Tax Collectors?

The Dragoon

Chieftain
Joined
Aug 30, 2006
Messages
17
I've really tried to figure out how to use the tax collectors that the game mentions when you are running low on funds. How do I employ tax collectors, I really want to know.:confused:
 
- Open one of your cities.
- In the little map of the city radius, click on one of the squares that is being "worked" (preferably the square that gives the least amount of food/trade/shields). You'll notice one of the citizens turns into an Elvis.
- Click on the Elvis to turn it into a tax collector, click on the tax collector to turn it into a scientist, click on the scientist again to turn it back into an entertainer.

If you want to put your specialist back to work, click on a square in the city screen that isn't being worked on. If all your citizens are at work, you can also click on an empty square to make Civ2 pick the most productive squares for you.

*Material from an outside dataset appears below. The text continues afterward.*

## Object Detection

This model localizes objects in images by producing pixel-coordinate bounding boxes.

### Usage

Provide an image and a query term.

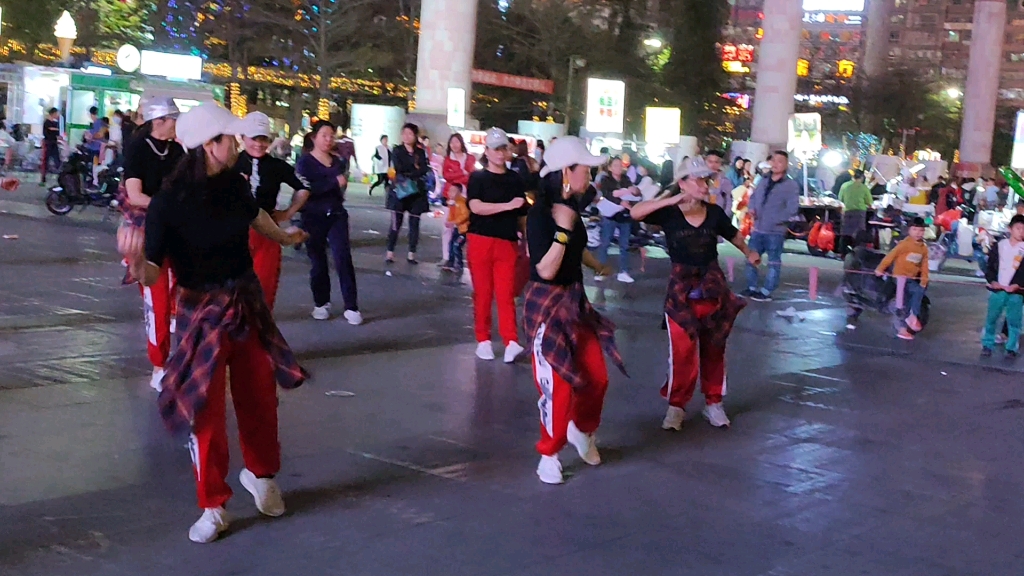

I don't think you should ever really need any tax collectors, though. They're usually a sign you're not managing your empire very well.
 
I don't think you should ever really need any tax collectors, though. They're usually a sign you're not managing your empire very well.
One of several game situations I use them is when playing a non-PD game and staying in Monarchy for a long time. You can often use 2 tax collectors in a city, to control happiness (if you have the available food), instead of one entertainer.

In PD games, all my non-terrain working city citizens are taxmen by default; I use them as scientists as necessary, in an rare cases, as entertainers to control happiness. In growth phase of PD, I normally prefer that taxman to be popped off the city as an Engineer, doing terrain improvement (e.g., roads, RRs, irrigation, etc.). This gives an equivilent cost of 1 shield+3*(1+1.5)gold (if you have M,B,SE)+2food, per engineer per day. With Freight, that cost is easily worth it, and hence if the city has the food, the taxmen are often few. So you can use taxmen as an indicator of rough form of empire management state, but as a metric, it depends on the strategy being exercised.
 
3 is the number of gold coins (or beakers) you get from a taxman (or scientist) in a city with no infrastructure.
The 1.5 is the accumulative effect of Marketplace, Bank, and Stock Exchange (.5 each).
 
He is refering to the fact that if you build a settler/engineer and have any specialists (taxmen, scientist, entertainer) you lose one of them rather than one of the citizens who are working on a tile.
 
Yes, the computer uses the citizen on the far right of the row of citizens to become the new settler/engineer.